Domestic violence remains a concern. Convictions for rape and domestic violence can bring lengthy prisons terms, although Amnesty International noted that the vast majority of cases receive light sentences of one year or less. Police sometimes fail to adhere to recommended procedures for handling reports of domestic violence.
In April 2018, lawmakers ratified the Istanbul Convention, a treaty on preventing and combating gender-based and domestic violence. The treaty was unpopular among conservative and far-right groups who believed its tenets could lead to the legal introduction of same-sex marriage, a third gender category, or school curriculum changes. In response, the government adopted a statement saying the treaty’s adoption would not change the legal definition of marriage. Amnesty International criticized the Croatian government for failing to harmonize its legislative and policy framework with the treaty’s terms.
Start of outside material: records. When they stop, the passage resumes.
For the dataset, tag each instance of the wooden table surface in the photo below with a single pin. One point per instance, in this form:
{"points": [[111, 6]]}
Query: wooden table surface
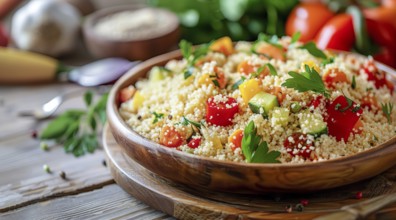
{"points": [[28, 192]]}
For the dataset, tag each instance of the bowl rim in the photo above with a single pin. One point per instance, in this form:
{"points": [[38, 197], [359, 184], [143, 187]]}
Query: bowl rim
{"points": [[91, 20], [115, 120]]}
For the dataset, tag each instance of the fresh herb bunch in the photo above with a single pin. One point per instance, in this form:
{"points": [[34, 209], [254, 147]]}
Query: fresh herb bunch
{"points": [[77, 129], [309, 80], [254, 149]]}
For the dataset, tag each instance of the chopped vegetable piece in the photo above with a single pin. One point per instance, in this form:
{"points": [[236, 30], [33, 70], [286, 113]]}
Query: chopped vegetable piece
{"points": [[248, 89], [254, 149], [194, 142], [236, 139], [302, 145], [342, 117], [170, 137], [334, 76], [220, 112], [262, 103]]}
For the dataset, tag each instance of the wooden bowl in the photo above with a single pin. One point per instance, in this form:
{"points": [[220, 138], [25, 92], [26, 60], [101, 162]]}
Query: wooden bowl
{"points": [[211, 174], [140, 48]]}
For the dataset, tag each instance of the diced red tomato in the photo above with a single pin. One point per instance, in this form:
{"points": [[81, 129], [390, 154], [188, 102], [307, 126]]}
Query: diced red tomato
{"points": [[126, 93], [333, 76], [221, 79], [236, 139], [194, 142], [170, 137], [316, 101], [221, 112], [299, 144], [341, 118], [376, 75]]}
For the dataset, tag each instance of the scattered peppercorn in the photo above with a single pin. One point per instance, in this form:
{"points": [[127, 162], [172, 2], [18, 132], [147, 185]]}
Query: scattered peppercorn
{"points": [[289, 208], [44, 146], [46, 168], [359, 195], [304, 202], [62, 174], [34, 134], [299, 207]]}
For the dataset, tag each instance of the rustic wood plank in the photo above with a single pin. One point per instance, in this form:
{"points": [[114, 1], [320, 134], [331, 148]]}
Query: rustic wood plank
{"points": [[109, 202], [186, 203]]}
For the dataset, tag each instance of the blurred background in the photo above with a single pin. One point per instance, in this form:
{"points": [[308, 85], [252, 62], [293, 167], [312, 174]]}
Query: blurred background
{"points": [[364, 26]]}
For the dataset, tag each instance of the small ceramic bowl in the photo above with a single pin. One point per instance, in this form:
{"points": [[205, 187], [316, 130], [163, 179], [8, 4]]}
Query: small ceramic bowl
{"points": [[131, 44], [248, 178]]}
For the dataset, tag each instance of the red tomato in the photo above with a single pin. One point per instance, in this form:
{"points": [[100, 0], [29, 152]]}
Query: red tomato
{"points": [[3, 37], [307, 18], [376, 75], [221, 112], [342, 119], [194, 142], [170, 137], [299, 144], [337, 33]]}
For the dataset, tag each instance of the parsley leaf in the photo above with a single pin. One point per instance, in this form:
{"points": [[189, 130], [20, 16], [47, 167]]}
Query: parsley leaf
{"points": [[192, 54], [157, 116], [76, 129], [255, 150], [306, 81], [313, 50], [387, 110]]}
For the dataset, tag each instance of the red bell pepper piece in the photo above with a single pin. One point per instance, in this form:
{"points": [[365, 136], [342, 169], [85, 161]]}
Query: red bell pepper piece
{"points": [[337, 33], [343, 114], [221, 112]]}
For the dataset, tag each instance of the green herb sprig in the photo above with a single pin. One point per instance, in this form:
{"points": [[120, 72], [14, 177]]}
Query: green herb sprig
{"points": [[387, 109], [192, 54], [254, 149], [77, 129], [309, 80]]}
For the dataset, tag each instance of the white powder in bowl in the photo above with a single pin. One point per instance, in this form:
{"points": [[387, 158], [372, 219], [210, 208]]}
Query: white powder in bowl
{"points": [[135, 24]]}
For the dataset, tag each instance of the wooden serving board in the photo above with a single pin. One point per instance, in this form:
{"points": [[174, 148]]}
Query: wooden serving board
{"points": [[186, 203]]}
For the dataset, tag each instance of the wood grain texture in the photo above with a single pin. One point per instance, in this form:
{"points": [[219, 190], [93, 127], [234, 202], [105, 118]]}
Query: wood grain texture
{"points": [[200, 172], [188, 203], [109, 202]]}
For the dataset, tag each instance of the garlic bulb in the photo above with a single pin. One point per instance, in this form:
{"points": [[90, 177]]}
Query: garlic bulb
{"points": [[49, 27]]}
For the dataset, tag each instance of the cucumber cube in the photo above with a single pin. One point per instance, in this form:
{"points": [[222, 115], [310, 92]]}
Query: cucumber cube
{"points": [[262, 103]]}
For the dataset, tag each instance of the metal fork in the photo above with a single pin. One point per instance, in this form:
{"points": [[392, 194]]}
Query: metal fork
{"points": [[50, 107]]}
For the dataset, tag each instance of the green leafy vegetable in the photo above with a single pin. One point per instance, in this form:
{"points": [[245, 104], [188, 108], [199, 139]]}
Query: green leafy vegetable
{"points": [[313, 50], [76, 129], [254, 149], [192, 54], [387, 109], [306, 81], [157, 116]]}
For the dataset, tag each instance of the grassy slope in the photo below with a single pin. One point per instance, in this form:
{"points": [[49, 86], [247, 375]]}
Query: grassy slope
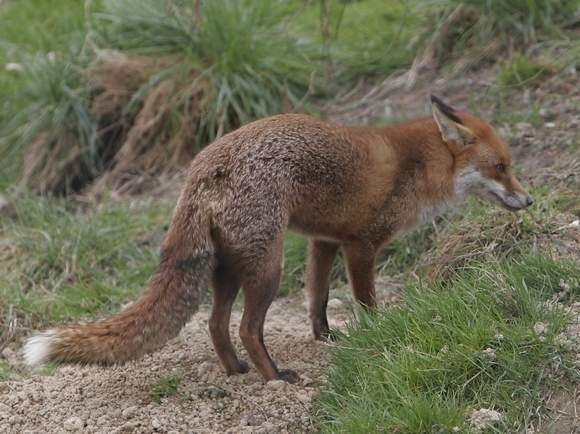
{"points": [[28, 27], [59, 263]]}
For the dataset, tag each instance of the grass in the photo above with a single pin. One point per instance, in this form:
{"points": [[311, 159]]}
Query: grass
{"points": [[59, 263], [27, 28], [476, 30], [521, 71], [165, 387], [393, 373], [365, 38]]}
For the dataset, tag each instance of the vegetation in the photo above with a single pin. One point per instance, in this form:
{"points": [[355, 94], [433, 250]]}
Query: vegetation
{"points": [[521, 71], [61, 263], [165, 387], [450, 348]]}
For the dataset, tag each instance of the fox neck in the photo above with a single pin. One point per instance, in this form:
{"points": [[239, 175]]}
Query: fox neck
{"points": [[444, 180]]}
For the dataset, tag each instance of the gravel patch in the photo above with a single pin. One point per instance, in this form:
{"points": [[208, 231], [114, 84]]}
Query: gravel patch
{"points": [[118, 399]]}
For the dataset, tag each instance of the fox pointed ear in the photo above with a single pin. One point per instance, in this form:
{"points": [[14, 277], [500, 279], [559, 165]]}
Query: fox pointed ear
{"points": [[450, 125]]}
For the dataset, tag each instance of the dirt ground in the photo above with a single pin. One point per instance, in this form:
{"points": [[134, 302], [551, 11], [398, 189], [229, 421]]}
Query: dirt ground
{"points": [[117, 400]]}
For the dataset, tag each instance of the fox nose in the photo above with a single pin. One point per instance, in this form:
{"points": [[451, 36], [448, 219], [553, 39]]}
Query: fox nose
{"points": [[529, 200]]}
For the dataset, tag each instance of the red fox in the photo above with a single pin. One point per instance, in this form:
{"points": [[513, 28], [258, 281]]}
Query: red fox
{"points": [[349, 188]]}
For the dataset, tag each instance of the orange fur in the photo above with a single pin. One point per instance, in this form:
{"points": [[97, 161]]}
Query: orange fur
{"points": [[353, 189]]}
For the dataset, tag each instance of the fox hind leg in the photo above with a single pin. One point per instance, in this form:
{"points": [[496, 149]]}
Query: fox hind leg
{"points": [[226, 286], [360, 263], [321, 255], [260, 286]]}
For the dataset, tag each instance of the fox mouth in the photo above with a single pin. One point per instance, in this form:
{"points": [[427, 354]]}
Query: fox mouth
{"points": [[503, 203]]}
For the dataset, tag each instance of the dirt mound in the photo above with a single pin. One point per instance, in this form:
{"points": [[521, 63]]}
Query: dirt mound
{"points": [[119, 399]]}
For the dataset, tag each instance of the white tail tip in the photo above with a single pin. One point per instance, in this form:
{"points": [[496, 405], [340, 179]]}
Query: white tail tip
{"points": [[38, 348]]}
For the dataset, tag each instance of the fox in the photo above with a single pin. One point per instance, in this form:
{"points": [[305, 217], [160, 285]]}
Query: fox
{"points": [[346, 188]]}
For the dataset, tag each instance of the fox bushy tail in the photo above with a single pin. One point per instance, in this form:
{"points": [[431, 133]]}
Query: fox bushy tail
{"points": [[173, 295]]}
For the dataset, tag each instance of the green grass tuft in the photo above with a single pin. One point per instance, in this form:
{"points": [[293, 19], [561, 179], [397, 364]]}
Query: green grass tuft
{"points": [[59, 263], [423, 366], [521, 71], [165, 387]]}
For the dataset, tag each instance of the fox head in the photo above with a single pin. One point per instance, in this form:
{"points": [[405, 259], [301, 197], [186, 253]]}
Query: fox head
{"points": [[482, 160]]}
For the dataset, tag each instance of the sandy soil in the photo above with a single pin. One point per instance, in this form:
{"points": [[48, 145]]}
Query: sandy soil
{"points": [[117, 400]]}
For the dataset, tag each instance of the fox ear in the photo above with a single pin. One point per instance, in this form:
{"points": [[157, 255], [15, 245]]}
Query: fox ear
{"points": [[450, 125]]}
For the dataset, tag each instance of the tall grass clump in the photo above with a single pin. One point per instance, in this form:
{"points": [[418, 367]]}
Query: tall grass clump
{"points": [[60, 263], [29, 29], [55, 125], [450, 349], [155, 82], [484, 28]]}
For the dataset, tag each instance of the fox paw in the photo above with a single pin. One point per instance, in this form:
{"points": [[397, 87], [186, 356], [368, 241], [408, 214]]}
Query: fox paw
{"points": [[288, 375], [328, 335], [241, 368]]}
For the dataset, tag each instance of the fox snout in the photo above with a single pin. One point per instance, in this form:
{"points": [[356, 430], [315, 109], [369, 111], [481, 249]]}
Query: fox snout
{"points": [[517, 200], [513, 200]]}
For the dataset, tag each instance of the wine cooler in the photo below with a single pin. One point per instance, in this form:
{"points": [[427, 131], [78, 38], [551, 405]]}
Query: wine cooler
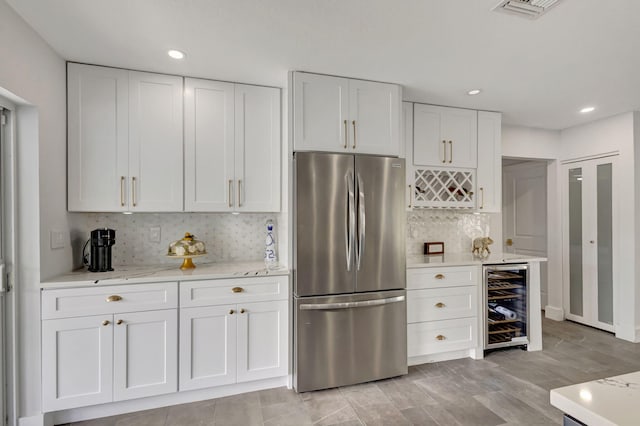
{"points": [[506, 305]]}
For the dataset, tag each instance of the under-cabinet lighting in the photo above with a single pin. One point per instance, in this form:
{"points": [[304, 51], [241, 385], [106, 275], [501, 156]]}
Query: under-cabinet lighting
{"points": [[176, 54]]}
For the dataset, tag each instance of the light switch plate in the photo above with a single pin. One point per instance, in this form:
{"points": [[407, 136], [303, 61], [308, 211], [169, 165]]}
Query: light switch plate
{"points": [[58, 239], [154, 234]]}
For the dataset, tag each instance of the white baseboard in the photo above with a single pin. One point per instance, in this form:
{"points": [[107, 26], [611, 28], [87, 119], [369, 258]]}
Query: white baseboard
{"points": [[123, 407], [554, 313]]}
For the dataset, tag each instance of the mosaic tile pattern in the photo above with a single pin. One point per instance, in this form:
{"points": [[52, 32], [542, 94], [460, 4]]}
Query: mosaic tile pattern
{"points": [[456, 229], [228, 237]]}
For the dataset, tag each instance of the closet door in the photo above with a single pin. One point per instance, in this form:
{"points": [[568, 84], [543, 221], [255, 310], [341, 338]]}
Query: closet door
{"points": [[589, 245]]}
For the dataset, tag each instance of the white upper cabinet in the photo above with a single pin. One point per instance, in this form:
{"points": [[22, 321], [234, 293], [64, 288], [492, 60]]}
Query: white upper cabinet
{"points": [[445, 137], [98, 138], [125, 140], [489, 172], [232, 147], [346, 115], [155, 142]]}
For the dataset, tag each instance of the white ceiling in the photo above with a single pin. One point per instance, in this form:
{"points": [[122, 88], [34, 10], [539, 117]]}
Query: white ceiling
{"points": [[538, 73]]}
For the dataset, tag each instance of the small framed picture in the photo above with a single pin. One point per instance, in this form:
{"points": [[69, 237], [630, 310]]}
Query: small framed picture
{"points": [[434, 248]]}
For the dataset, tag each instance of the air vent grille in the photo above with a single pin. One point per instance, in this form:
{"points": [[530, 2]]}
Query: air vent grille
{"points": [[531, 9]]}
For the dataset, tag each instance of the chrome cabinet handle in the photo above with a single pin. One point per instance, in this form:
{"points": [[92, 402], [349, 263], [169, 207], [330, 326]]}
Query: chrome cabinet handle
{"points": [[351, 220], [361, 221], [122, 180], [133, 190], [346, 133], [354, 133]]}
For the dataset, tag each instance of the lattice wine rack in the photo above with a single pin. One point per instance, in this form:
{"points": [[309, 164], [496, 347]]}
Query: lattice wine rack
{"points": [[444, 188]]}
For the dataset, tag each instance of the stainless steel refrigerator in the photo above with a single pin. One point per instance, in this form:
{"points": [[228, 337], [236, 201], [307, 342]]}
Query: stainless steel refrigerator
{"points": [[349, 269]]}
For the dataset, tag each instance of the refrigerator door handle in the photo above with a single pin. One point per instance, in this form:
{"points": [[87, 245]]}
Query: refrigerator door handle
{"points": [[361, 222], [349, 305], [351, 220]]}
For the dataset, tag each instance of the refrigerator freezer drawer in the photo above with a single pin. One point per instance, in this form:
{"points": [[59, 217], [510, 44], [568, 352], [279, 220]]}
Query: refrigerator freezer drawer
{"points": [[343, 340], [426, 338]]}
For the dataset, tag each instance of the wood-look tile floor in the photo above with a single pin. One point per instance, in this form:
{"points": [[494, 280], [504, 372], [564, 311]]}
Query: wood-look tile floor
{"points": [[508, 387]]}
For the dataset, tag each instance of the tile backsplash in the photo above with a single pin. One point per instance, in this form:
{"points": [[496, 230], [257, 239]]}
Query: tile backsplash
{"points": [[228, 237], [456, 229]]}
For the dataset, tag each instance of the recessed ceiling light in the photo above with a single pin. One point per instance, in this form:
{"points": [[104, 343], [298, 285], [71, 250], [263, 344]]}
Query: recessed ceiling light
{"points": [[175, 54]]}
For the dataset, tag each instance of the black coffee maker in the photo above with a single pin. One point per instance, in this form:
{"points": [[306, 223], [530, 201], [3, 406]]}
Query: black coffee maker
{"points": [[101, 241]]}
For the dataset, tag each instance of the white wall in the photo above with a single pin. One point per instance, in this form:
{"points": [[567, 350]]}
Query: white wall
{"points": [[31, 70], [603, 136]]}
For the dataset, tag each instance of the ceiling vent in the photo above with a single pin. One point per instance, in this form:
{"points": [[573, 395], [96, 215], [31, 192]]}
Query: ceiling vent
{"points": [[531, 9]]}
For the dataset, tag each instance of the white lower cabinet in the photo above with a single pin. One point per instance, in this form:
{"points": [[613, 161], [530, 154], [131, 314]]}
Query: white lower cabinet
{"points": [[233, 343], [88, 360], [442, 313]]}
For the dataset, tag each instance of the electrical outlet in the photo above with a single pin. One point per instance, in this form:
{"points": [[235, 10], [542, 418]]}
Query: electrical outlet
{"points": [[154, 234], [58, 239]]}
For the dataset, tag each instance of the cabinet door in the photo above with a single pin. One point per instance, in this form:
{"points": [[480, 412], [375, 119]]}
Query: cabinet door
{"points": [[209, 146], [489, 173], [145, 354], [77, 362], [155, 144], [98, 114], [444, 136], [207, 346], [262, 340], [257, 148], [374, 111], [320, 113]]}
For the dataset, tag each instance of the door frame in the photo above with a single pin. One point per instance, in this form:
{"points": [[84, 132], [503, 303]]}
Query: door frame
{"points": [[589, 306]]}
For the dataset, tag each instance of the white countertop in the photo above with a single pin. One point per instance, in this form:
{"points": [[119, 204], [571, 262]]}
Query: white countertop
{"points": [[462, 259], [610, 401], [146, 274]]}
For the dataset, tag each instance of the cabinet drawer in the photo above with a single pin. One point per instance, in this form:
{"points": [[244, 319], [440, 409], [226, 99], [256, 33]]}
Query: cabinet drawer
{"points": [[75, 302], [454, 276], [425, 338], [441, 303], [237, 290]]}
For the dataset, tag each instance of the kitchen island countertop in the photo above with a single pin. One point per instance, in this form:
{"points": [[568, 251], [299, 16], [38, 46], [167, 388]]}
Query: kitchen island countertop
{"points": [[462, 259], [609, 401], [159, 273]]}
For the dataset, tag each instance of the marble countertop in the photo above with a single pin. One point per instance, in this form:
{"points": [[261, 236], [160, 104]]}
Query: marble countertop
{"points": [[146, 274], [462, 259], [610, 401]]}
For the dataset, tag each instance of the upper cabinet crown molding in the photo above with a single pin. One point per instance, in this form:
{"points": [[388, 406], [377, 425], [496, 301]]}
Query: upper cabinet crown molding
{"points": [[337, 114], [124, 140]]}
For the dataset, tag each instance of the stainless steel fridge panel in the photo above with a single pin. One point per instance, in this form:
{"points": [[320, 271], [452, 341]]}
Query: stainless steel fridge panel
{"points": [[324, 221], [381, 248], [342, 340]]}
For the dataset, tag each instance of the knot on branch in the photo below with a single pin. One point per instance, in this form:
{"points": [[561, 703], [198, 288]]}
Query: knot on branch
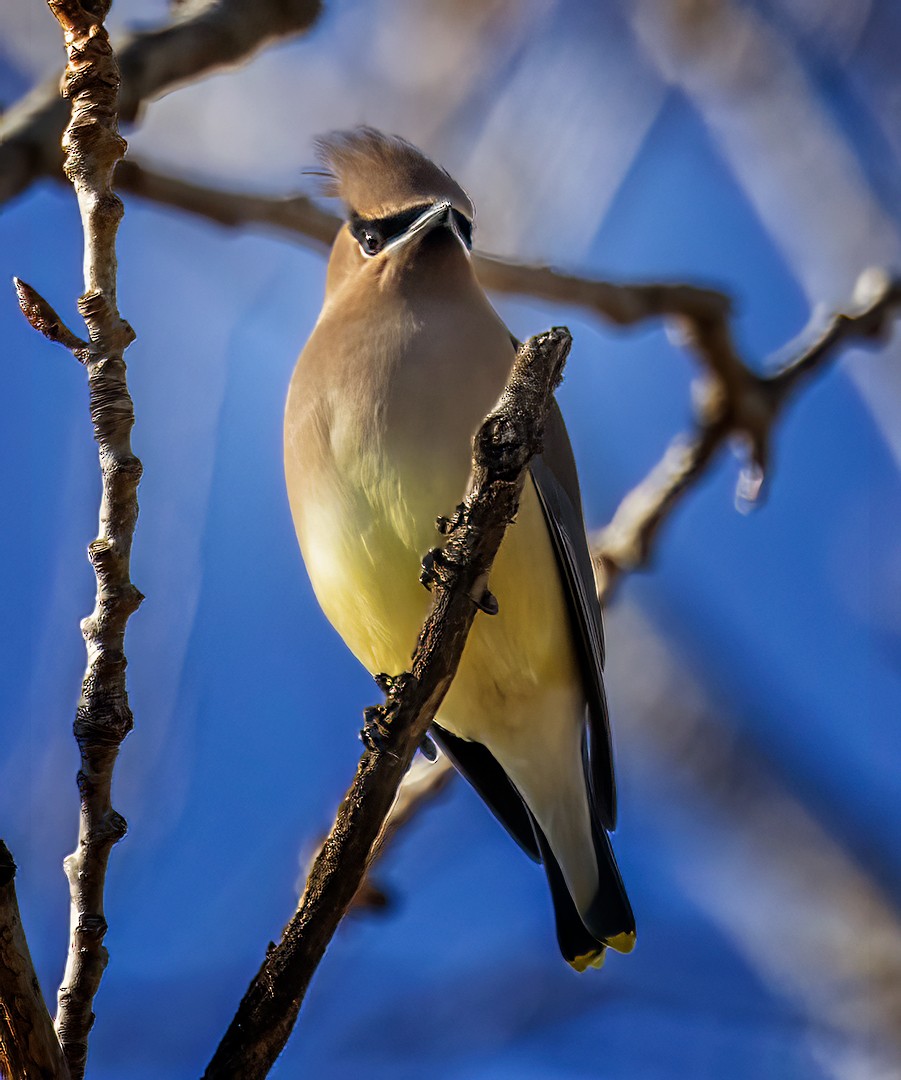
{"points": [[103, 721], [92, 927]]}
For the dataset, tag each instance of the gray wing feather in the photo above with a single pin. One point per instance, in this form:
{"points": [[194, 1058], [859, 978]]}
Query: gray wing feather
{"points": [[553, 473]]}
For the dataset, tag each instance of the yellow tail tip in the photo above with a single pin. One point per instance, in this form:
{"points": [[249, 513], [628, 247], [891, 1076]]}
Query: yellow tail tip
{"points": [[594, 959], [622, 943]]}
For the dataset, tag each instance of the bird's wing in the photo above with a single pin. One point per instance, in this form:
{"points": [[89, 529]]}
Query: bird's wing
{"points": [[555, 480], [482, 770]]}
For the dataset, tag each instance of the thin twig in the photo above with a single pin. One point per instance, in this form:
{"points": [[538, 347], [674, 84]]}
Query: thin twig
{"points": [[28, 1044], [206, 36], [103, 718], [731, 402], [502, 448]]}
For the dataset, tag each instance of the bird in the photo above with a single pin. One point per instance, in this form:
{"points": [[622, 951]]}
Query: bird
{"points": [[404, 362]]}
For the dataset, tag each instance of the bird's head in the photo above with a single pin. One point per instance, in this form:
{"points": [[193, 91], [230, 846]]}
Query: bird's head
{"points": [[394, 197]]}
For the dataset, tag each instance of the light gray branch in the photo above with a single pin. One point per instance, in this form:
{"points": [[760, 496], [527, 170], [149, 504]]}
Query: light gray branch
{"points": [[93, 147], [502, 448]]}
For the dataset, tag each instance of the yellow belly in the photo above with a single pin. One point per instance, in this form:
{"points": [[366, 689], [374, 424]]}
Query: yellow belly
{"points": [[518, 665]]}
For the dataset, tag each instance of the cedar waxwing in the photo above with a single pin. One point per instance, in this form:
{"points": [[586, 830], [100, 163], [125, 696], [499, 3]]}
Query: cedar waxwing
{"points": [[405, 361]]}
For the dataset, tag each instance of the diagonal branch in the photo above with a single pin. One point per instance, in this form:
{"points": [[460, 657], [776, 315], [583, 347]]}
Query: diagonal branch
{"points": [[28, 1044], [103, 719], [206, 36], [733, 402], [502, 448]]}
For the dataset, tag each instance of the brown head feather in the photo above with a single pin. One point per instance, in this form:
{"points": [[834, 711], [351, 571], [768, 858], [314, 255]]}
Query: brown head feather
{"points": [[377, 174]]}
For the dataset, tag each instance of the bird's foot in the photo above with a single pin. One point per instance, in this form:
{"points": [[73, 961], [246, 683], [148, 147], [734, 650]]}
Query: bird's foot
{"points": [[375, 733], [435, 565]]}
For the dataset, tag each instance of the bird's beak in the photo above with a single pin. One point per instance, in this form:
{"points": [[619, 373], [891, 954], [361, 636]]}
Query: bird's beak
{"points": [[440, 214]]}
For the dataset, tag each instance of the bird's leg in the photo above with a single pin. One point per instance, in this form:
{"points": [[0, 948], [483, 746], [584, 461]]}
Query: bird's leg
{"points": [[375, 732]]}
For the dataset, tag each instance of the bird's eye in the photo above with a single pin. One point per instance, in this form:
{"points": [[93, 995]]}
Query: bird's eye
{"points": [[370, 238], [464, 228]]}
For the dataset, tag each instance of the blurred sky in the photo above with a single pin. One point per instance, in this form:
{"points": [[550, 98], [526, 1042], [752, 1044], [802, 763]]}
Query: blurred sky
{"points": [[755, 146]]}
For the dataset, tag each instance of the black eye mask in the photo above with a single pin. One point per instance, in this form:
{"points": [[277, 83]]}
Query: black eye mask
{"points": [[374, 233]]}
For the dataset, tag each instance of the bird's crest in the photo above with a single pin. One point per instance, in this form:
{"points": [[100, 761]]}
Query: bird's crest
{"points": [[376, 174]]}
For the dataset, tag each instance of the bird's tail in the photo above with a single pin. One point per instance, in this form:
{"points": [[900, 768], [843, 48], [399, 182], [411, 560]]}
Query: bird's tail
{"points": [[583, 936]]}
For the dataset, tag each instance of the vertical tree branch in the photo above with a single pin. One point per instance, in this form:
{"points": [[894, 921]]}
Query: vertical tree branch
{"points": [[457, 572], [28, 1044], [93, 147]]}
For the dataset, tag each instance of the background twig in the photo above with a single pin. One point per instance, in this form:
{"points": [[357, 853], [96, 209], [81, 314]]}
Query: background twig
{"points": [[28, 1044], [502, 448], [730, 402], [207, 36], [103, 719]]}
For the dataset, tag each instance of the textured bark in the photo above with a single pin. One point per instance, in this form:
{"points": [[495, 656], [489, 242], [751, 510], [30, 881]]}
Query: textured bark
{"points": [[456, 572]]}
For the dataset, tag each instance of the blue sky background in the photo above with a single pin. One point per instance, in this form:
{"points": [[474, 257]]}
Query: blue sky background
{"points": [[601, 138]]}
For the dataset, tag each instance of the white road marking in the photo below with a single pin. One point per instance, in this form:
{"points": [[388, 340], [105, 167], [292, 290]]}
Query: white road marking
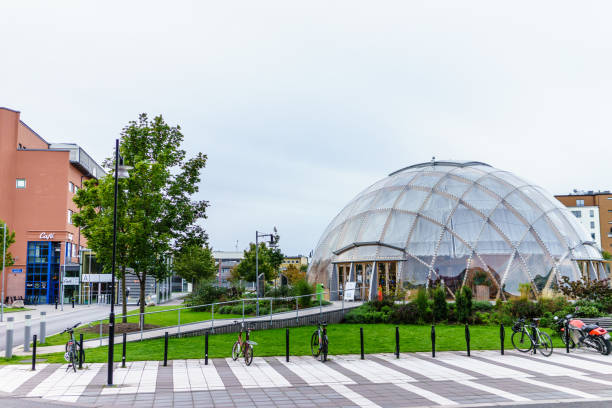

|Do individuals enjoy equality of opportunity and freedom from economic exploitation?||3.003 4.004|
Worker protection laws are robust, and the Office of the Labor Inspectorate actively investigates work sites. However, labor violations remain a problem within the hospitality sector. Workers in the informal sector have less access to legal protections.
Human trafficking remains a problem, sentences for those convicted of it can be light, and witness statements are not always given the appropriate consideration in court cases.